In December the Wildwood celebrated Alban Arthan at our Grove on the Edge. The weather was kind to us and we stayed dry which is always a bonus. The altar was decorated with evergreens and fairy lights. The mistletoe was a large bunch from the OBOD Winter Gathering in Glastonbury, and was cut from an apple tree in the same valley as the Stanton Drew complex of stone circles. It was lovely to be able to share it with everyone afterwards.

The rune stick Guy had left at North was still in situ but the little straw figure of Bride we keep in the cleft of a Beech tree had disappeared.

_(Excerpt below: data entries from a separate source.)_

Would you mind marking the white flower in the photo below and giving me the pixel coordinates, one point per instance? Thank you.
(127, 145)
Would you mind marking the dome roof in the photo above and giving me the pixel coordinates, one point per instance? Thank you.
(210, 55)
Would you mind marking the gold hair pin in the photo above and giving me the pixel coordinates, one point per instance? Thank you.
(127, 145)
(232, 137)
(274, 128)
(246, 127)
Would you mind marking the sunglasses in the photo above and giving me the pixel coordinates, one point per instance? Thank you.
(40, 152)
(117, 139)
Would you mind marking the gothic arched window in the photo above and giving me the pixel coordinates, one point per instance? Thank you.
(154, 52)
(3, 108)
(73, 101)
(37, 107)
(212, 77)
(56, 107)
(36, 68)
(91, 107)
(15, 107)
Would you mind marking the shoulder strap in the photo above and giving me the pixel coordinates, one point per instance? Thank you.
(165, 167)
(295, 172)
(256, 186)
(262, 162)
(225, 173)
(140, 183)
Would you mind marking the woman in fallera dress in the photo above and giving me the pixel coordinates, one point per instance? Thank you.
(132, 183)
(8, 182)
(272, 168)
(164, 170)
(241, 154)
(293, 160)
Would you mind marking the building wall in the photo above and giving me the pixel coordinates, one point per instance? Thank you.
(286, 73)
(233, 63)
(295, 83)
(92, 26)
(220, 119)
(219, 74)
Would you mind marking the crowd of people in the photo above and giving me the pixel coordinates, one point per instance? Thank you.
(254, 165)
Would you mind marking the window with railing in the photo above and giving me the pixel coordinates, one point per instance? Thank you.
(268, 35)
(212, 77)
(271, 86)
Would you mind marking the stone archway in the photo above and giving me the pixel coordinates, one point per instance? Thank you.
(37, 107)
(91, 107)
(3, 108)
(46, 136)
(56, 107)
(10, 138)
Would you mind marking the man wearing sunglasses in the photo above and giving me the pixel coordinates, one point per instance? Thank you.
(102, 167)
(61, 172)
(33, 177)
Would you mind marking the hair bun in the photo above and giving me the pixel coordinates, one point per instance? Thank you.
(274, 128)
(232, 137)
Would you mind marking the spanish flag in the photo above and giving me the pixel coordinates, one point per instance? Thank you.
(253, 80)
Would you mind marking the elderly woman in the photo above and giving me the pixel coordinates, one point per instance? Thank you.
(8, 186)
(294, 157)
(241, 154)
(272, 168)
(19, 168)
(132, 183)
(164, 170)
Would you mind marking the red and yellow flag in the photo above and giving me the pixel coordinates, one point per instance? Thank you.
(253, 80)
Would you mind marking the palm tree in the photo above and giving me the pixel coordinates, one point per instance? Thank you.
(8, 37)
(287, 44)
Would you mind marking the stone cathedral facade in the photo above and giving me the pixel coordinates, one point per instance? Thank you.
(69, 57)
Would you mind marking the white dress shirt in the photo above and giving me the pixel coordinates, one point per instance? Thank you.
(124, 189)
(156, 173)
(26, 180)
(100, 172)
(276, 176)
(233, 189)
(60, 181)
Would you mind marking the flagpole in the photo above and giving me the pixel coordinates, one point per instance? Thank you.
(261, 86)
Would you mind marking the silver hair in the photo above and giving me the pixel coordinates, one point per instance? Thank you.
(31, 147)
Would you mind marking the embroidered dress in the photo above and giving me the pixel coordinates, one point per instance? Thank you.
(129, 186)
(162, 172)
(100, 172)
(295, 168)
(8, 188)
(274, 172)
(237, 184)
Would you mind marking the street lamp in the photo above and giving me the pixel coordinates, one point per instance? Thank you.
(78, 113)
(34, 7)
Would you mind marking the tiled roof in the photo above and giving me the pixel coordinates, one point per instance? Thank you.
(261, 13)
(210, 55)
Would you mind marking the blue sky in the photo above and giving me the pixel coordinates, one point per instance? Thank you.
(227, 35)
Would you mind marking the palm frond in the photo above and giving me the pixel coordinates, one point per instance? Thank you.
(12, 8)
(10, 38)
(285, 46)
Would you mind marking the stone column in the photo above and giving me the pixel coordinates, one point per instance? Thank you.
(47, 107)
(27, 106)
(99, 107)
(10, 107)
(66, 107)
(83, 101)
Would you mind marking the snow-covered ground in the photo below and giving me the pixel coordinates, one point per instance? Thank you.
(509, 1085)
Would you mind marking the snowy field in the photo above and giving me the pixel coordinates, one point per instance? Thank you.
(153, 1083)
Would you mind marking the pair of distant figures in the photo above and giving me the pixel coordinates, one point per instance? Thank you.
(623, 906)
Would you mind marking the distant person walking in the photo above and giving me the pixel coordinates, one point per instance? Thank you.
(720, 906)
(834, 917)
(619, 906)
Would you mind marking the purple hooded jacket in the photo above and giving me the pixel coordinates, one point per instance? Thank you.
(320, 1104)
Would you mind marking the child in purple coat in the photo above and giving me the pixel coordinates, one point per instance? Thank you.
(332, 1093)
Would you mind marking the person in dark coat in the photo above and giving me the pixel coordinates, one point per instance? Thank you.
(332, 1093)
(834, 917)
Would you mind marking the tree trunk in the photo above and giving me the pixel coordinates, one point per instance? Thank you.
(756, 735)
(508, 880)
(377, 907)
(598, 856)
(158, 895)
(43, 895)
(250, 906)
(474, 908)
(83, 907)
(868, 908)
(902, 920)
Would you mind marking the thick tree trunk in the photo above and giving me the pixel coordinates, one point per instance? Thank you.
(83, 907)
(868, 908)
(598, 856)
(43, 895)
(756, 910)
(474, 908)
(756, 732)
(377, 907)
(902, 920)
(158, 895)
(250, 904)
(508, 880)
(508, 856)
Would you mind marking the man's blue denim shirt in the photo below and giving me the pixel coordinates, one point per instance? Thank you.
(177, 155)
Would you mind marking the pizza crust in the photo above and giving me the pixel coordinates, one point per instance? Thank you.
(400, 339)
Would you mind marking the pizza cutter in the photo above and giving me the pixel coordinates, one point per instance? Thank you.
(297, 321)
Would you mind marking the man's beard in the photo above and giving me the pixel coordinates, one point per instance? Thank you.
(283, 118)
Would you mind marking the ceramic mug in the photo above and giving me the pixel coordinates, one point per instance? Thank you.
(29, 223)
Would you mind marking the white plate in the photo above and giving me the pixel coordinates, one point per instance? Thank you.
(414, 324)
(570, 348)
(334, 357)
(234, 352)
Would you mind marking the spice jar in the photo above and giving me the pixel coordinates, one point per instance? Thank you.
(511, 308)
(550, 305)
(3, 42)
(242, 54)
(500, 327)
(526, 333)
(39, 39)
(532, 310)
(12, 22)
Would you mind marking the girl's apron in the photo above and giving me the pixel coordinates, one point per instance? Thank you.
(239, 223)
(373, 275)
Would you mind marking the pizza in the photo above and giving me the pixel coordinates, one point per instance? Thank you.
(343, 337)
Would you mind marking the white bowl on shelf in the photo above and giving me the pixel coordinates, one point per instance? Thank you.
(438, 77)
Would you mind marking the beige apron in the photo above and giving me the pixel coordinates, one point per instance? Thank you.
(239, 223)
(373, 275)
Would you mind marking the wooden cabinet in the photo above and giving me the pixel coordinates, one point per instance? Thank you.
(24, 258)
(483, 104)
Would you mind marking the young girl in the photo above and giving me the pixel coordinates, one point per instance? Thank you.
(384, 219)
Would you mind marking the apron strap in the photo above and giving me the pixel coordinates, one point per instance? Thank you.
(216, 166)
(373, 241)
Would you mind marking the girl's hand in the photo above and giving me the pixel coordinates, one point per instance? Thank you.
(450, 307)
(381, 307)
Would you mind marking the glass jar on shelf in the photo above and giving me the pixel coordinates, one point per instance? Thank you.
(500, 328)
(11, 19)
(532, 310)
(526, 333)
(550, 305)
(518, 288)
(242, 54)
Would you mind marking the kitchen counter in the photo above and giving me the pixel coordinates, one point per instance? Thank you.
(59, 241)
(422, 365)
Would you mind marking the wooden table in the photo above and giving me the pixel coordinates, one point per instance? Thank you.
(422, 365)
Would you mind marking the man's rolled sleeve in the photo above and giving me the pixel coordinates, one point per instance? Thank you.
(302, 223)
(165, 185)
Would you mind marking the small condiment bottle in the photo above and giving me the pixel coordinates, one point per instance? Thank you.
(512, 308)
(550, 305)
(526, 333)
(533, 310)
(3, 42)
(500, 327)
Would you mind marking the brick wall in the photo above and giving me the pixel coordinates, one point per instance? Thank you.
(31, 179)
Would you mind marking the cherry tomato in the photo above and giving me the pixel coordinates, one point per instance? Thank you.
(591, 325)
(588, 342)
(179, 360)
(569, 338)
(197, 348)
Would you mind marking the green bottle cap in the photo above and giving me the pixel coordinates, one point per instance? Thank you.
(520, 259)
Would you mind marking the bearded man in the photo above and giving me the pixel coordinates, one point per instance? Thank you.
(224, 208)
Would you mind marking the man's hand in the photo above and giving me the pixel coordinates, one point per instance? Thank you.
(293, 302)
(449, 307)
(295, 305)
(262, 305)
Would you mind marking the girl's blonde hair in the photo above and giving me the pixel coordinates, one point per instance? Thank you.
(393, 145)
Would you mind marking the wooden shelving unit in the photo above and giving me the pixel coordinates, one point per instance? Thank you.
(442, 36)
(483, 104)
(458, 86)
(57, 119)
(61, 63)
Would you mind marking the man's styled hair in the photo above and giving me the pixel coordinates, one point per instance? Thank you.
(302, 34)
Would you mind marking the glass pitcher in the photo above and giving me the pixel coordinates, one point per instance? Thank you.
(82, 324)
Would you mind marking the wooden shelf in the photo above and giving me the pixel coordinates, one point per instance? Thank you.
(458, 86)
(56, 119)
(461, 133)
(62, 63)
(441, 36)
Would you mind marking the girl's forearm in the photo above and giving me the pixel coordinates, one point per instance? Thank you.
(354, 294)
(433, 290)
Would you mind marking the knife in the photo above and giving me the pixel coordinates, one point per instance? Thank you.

A fingertip search revealed her swan feather gown and a length of gold ribbon on the floor – now tied on to the nearby holly as a cloutie. There was nothing at all in the cleft, not even the greenery we use as decoration which was very strange. Either everything had been removed deliberately or it had succumbed to the weather. Maybe the little Bride doll’s time had simply come to an end.

In the Summer we’d noticed that someone had left a Green Man on one of the nearby Rowan trees. This is on a little hummock behind Bride’s tree, overlooking the Grove, and is a lovely place to meditate. There is a little oak, ash and thorn growing on it and it’s very fey. It’s interesting that someone chose the same spot as ourselves to work, considering how big the woods are. The masculine energy of the Green Man compliments that of the Goddess (of course!) and we’ve grown quite fond of him.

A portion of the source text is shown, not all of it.